Chancellor Gordon Brown rejected income tax cuts today in favour of #1 billion in targeted help for families.
The personal income tax allowance will rise in line with inflation but no further next month, from #4,745 to #4,895.
Using the #1 billion, the Chancellor told MPs, he could have raised that further, cutting people's tax bills.
However, that would have handed just 80p a week, or #40 a year, to an average family with annual earnings of #23,400.
Directing the cash into the child tax credit instead would give the same family #5 a week, or #260 a year.
"So the best way to do most to help low and middle-income families is not through a further rise in personal tax allowances but through tax credits which offer the best family tax cut," he told the Commons.

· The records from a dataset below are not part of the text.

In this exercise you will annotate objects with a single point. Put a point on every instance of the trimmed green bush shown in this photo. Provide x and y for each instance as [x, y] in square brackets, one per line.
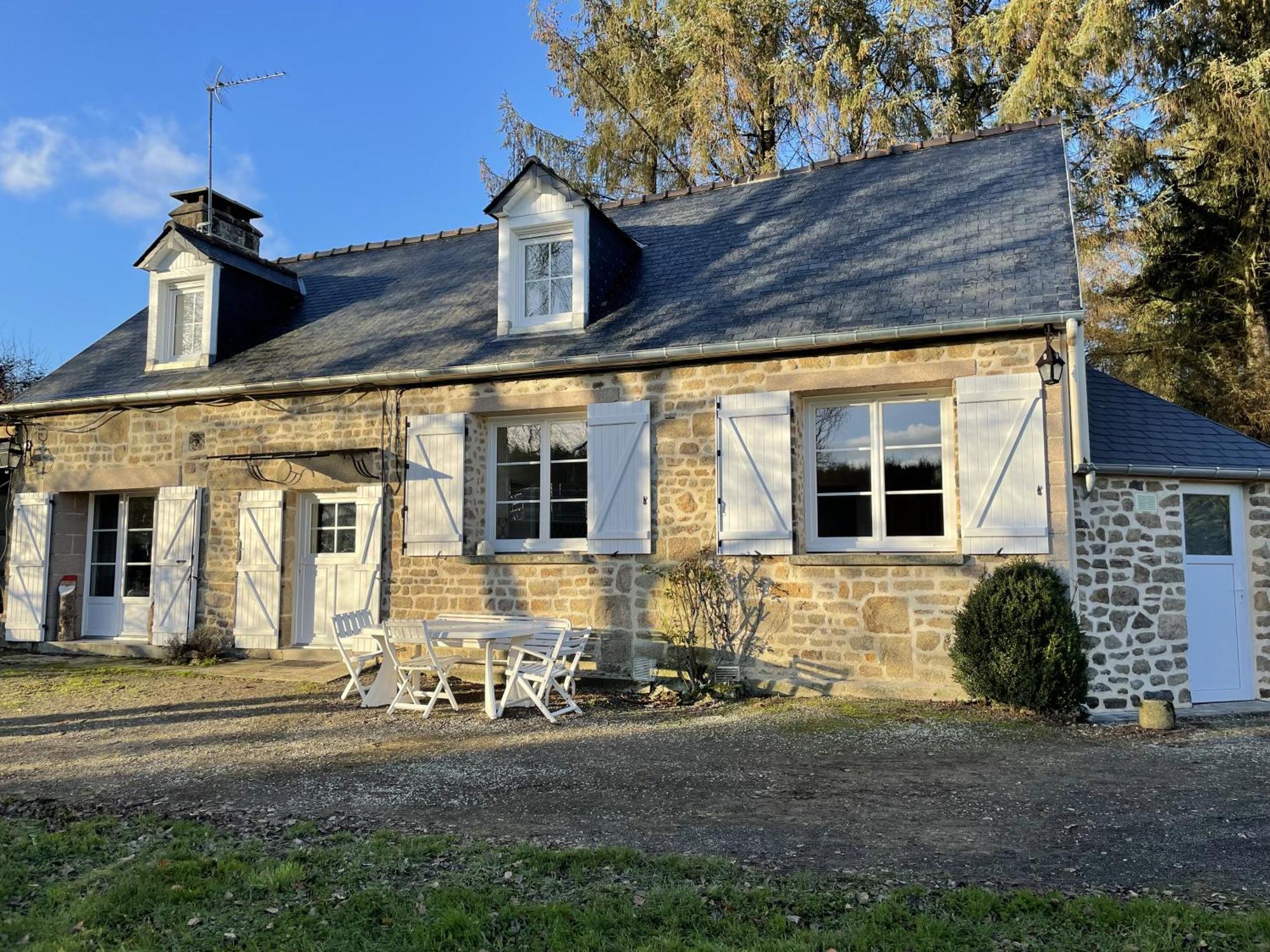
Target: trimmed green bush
[1018, 640]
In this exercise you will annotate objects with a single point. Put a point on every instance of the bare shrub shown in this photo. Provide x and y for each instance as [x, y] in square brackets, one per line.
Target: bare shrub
[714, 611]
[206, 644]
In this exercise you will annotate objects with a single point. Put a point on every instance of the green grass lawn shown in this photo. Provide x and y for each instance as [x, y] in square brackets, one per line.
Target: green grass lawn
[147, 884]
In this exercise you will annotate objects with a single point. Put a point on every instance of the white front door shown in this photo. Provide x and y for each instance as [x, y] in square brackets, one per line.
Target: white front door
[1220, 658]
[120, 563]
[328, 565]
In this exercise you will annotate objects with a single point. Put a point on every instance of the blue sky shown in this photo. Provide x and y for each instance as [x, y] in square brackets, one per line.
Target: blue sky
[374, 134]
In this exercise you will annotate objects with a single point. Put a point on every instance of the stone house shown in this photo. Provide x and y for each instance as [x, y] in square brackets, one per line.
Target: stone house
[834, 367]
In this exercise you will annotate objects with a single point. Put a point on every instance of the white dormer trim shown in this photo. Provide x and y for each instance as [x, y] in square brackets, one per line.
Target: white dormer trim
[539, 210]
[176, 268]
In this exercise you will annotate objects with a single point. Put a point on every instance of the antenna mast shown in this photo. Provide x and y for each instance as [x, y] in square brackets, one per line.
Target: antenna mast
[214, 96]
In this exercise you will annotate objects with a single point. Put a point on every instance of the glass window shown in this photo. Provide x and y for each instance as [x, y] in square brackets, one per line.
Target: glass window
[548, 279]
[187, 323]
[878, 475]
[138, 546]
[540, 483]
[335, 529]
[105, 546]
[1208, 524]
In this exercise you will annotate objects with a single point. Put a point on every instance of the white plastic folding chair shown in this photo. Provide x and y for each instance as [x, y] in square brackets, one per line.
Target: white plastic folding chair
[349, 628]
[411, 696]
[544, 664]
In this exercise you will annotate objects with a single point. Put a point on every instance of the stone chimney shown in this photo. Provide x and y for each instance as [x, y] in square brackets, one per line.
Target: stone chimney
[232, 221]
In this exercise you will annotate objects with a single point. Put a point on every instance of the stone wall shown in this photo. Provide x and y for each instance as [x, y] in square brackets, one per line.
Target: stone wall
[866, 624]
[1132, 590]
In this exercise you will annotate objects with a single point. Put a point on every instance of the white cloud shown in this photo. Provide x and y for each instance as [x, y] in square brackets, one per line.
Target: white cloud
[30, 155]
[139, 173]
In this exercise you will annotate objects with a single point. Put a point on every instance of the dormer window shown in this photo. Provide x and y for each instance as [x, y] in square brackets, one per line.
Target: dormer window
[185, 308]
[558, 255]
[548, 280]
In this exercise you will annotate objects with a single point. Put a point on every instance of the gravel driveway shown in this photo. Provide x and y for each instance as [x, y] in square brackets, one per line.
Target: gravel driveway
[918, 791]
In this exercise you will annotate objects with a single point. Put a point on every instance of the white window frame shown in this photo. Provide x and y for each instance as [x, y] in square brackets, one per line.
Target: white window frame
[542, 544]
[879, 541]
[167, 288]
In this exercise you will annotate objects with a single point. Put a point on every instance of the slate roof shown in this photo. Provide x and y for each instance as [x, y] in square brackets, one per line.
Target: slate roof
[1132, 428]
[979, 228]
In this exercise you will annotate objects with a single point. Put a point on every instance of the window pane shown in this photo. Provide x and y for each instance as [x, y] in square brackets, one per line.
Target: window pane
[537, 261]
[844, 517]
[346, 541]
[324, 541]
[914, 469]
[189, 323]
[1208, 524]
[518, 483]
[562, 260]
[911, 423]
[537, 299]
[137, 581]
[570, 441]
[843, 473]
[570, 480]
[570, 520]
[106, 512]
[105, 546]
[920, 515]
[516, 521]
[562, 295]
[102, 585]
[519, 445]
[843, 428]
[138, 545]
[142, 513]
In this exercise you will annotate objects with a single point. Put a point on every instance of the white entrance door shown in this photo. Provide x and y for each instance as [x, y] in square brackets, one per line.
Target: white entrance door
[1220, 658]
[331, 578]
[120, 560]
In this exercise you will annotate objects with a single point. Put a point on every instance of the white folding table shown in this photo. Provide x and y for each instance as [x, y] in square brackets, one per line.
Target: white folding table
[462, 633]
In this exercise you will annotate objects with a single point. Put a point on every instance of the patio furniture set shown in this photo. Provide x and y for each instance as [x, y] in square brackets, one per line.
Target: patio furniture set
[540, 671]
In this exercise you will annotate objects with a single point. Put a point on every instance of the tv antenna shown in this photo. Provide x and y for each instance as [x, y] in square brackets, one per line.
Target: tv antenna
[214, 97]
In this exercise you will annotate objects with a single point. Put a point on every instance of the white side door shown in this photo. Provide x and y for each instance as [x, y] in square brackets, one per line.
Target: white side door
[27, 583]
[1220, 654]
[340, 558]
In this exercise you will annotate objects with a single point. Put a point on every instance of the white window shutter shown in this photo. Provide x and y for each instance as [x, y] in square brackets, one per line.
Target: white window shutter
[260, 569]
[27, 590]
[435, 486]
[370, 545]
[1001, 456]
[175, 583]
[619, 478]
[755, 472]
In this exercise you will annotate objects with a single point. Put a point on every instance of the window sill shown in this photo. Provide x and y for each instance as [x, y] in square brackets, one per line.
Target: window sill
[530, 559]
[878, 559]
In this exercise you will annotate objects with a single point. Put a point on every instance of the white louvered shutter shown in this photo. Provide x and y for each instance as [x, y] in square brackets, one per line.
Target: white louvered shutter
[260, 569]
[435, 486]
[755, 473]
[176, 559]
[27, 590]
[370, 546]
[1001, 456]
[619, 478]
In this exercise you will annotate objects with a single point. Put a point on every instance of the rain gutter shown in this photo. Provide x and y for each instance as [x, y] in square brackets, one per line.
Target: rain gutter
[684, 354]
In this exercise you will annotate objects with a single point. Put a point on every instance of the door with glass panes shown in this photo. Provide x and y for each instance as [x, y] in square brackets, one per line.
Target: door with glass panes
[120, 564]
[330, 578]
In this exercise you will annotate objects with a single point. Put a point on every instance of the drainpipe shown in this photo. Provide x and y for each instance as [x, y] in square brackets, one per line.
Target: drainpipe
[1078, 394]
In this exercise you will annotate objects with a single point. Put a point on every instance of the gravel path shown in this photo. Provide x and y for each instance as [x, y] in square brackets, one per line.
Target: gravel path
[916, 791]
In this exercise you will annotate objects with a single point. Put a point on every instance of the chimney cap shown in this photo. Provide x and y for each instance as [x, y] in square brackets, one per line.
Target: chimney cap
[222, 205]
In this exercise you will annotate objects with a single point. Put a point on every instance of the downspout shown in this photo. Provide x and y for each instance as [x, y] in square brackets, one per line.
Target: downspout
[1079, 398]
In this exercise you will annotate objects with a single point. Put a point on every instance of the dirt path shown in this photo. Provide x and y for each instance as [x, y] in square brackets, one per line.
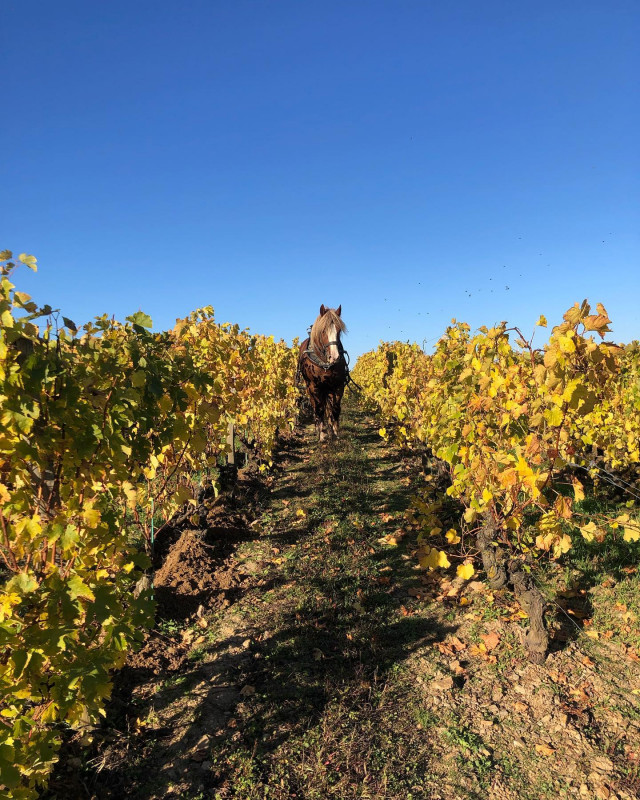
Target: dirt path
[317, 662]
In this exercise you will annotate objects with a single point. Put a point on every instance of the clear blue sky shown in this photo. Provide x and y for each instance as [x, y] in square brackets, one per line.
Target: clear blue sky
[409, 160]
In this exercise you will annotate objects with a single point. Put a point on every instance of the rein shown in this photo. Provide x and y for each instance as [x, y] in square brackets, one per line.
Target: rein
[327, 365]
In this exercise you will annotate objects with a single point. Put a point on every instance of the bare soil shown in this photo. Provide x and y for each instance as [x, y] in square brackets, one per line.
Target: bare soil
[300, 653]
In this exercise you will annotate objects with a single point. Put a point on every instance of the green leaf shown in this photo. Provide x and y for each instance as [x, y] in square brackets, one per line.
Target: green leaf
[29, 261]
[77, 588]
[22, 583]
[140, 318]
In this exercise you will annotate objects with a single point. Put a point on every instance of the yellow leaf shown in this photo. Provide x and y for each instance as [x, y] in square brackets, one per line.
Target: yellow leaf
[91, 516]
[452, 536]
[631, 534]
[433, 558]
[589, 531]
[465, 571]
[578, 490]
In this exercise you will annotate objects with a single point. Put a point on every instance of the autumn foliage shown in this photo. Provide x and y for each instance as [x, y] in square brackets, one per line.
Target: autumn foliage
[105, 432]
[520, 427]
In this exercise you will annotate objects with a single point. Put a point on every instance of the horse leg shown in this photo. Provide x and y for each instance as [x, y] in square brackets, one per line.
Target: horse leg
[321, 410]
[334, 404]
[318, 403]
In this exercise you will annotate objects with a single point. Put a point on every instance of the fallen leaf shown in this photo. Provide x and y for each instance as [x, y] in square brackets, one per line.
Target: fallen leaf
[491, 640]
[465, 571]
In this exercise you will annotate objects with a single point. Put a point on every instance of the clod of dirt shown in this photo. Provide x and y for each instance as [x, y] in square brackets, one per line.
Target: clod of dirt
[192, 575]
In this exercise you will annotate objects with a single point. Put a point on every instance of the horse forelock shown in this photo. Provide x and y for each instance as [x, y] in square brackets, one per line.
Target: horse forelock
[322, 325]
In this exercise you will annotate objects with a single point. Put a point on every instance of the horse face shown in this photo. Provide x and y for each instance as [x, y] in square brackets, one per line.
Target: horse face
[333, 351]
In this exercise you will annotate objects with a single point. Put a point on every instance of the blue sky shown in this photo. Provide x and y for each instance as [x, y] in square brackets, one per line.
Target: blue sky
[410, 160]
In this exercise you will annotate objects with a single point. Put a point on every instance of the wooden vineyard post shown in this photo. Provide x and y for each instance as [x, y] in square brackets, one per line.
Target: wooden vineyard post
[231, 450]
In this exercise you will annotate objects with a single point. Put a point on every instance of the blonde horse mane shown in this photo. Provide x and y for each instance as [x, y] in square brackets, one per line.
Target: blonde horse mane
[322, 324]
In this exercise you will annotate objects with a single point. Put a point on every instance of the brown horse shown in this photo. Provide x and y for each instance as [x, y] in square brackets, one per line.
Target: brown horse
[323, 364]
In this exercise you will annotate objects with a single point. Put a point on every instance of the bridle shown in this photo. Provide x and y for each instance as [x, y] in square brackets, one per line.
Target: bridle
[323, 363]
[321, 360]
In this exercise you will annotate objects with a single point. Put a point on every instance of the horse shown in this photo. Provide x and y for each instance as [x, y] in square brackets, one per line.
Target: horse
[322, 363]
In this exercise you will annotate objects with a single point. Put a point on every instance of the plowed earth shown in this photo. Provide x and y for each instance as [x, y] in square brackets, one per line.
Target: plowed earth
[299, 653]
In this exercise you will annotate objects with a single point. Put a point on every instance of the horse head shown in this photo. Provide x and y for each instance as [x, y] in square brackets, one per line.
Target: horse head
[325, 333]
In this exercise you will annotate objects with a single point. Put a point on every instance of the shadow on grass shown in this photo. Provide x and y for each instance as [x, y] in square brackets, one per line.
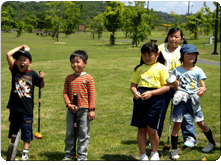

The child tax credit will rise by 13% over the next three years in line with earnings.
Including child benefit, that will mean up to #63 a week for the first child and #111 for two children.
As a result, the point at which families start contributing more to the Treasury (excluding National Insurance) than they receive has risen from #15,000 in 1997 to #21,200.
From April that will rise again to #22,000, with tax credits effectively wiping out income tax liability until earnings of #430 a week.
"Because of rising child tax credits, a total of three million of Britain's seven million families with children will now receive more in tax credits and child benefit than they pay in income tax," Mr Brown said.
"Again a family tax cut that does most to help low and middle-income Britain.
"And, with child benefit up from #11 in 1997 to #17 this April, every family in Britain is better off."